I think any folks who have seen me know that I am just letting the old AARP flag fly proudly. Wrinkles, grey hair, warts and all. I am trying to eat better and exercise more so I am not all crippled up when I get old, but otherwise, what you see is what you get.
5. Ever tracked your biorhythms? Are you having a good day or a bad day? Any other crap like this you might hold onto from time to time?
According to this scale, I am having a low emotional day, however, I feel great – so I guess I am not putting a lot of faith in this bunk. I want to believe in something as simple as Biorhytms and Astrology as a way to explain this great world of ours – but let’s face it. Life is pretty deliberate when humans intervene and pretty random when Nature responds.

Friday Fives

1. What is your favorite kitchen appliance? If if broke, could you replace it?
For me, it is either the coffee roaster, an absolute extravagance that has changed my life. Coming a close second is the microwave. What a technological thing of beauty that thing is.

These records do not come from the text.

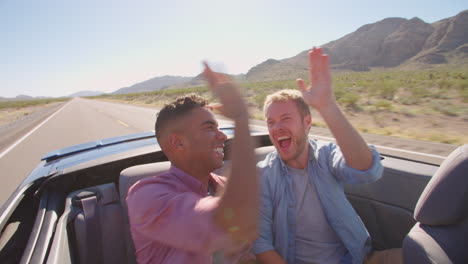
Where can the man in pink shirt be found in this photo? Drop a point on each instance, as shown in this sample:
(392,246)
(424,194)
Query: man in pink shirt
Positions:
(173,219)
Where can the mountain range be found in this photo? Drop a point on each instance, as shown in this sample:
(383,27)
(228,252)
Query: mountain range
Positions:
(391,42)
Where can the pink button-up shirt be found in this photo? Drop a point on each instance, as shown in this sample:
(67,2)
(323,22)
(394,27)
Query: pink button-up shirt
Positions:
(171,219)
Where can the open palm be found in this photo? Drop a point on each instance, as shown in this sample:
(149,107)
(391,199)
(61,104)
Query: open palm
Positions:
(319,93)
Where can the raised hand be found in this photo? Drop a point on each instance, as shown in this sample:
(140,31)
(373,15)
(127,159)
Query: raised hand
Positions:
(232,104)
(319,93)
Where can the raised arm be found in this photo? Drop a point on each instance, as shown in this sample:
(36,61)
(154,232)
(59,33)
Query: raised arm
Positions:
(238,208)
(320,96)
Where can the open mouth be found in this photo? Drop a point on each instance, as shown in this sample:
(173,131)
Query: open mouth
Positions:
(284,142)
(219,151)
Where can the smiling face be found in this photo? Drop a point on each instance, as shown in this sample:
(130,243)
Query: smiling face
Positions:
(203,142)
(289,132)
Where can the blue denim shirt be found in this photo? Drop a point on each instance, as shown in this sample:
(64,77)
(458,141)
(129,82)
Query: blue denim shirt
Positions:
(328,172)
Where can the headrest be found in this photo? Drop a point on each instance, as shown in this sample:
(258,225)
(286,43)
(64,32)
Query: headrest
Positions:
(445,198)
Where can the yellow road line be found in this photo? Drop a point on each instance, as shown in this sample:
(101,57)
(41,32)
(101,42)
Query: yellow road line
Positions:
(122,123)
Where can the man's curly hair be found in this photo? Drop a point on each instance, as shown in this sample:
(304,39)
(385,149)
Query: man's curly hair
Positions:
(172,111)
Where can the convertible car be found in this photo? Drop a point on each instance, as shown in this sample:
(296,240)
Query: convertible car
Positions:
(71,208)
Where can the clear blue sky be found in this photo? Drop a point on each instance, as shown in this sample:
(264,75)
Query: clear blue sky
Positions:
(55,48)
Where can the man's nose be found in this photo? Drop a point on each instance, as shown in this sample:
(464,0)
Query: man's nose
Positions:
(221,135)
(276,127)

2. Did your grandmother have a nickname for you? What was it? How did you earn it.
Nope. No nicknames. We weren’t a real nicknamey family.

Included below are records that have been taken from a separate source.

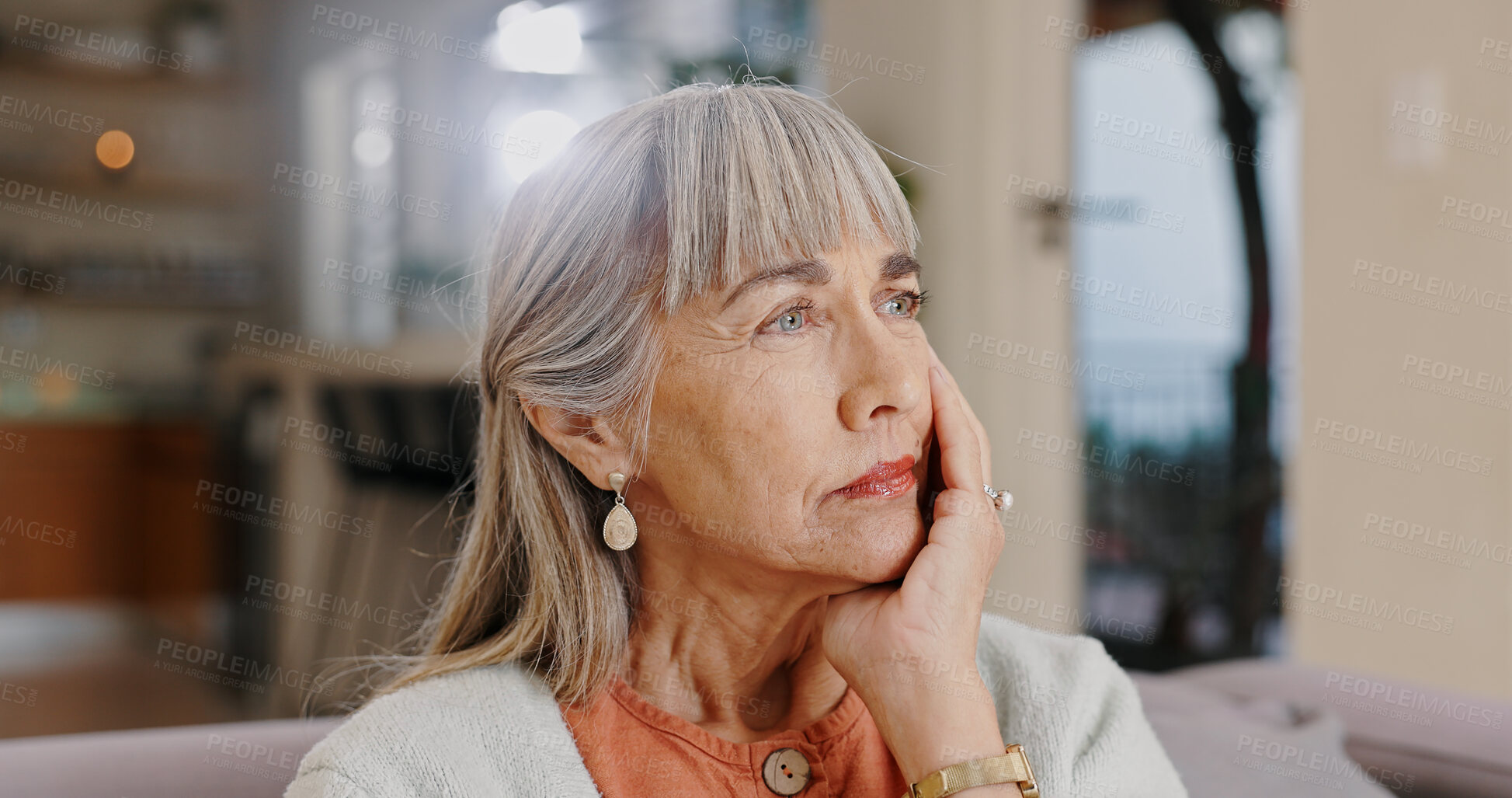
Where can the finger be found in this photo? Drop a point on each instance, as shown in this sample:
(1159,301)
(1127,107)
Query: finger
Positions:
(971,415)
(961,453)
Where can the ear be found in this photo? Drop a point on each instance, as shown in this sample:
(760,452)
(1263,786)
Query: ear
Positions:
(587,443)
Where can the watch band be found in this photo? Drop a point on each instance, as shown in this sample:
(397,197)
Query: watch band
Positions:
(1013,765)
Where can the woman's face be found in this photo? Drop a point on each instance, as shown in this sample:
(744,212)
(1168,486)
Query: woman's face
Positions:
(791,423)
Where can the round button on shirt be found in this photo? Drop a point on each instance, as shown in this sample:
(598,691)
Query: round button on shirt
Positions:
(634,748)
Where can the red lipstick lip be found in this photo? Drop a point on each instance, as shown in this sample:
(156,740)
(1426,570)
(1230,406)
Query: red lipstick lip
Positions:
(885,479)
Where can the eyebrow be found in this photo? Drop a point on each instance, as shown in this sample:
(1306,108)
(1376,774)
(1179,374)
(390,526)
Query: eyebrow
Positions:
(894,267)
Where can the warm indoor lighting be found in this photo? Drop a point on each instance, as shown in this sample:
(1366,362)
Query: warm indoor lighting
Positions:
(115,148)
(544,132)
(536,40)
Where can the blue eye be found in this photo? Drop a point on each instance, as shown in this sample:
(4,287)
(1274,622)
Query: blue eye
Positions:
(906,303)
(793,319)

3. What was the last big thing you broke? How did you end up fixing it.
A heart? Just kidding. hmmm. Let’s see, probably my sister” Rubbermaid cake holder. It was the unfortunate victim of a tiny, tiny, pittance of a kitchen fire – a fire whose smoke damaged scars still remain – I replaced the cake holder, I haven’t repainted the smoke stained wall.

4. If you had your own spaceship, what would you name it and why? What would it be like?
“To Infinity – And Beyond!” In David Foster Wallace’s essay “Getting Away from Already Pretty Much Away From It All,” DFW nicknames the 7 day, 7 night cruise ship he is staying on the “SS Nadir.” That has always rung whitty with me. My starship may have the same name, because if we find ourselves in space, with me at the helm of a starship, we are all doomed.

5. March is nearly here! (Thank you, Jesus.) We survived February. (Thank you, Cutty Sark.) Do you have any Spring seasonal change traditions that you observe?
A big, drunken Easter blow out has been a solid 15 year tradition. In my home town of Craig, the segue into Spring is celebrated by the Kiwanis club in their annual show featuring tons and tons of booze, pillars of the community in drag doing modern day burlesque and some bad, bad lip synching. It would kill me to find such an adventure here in Denver.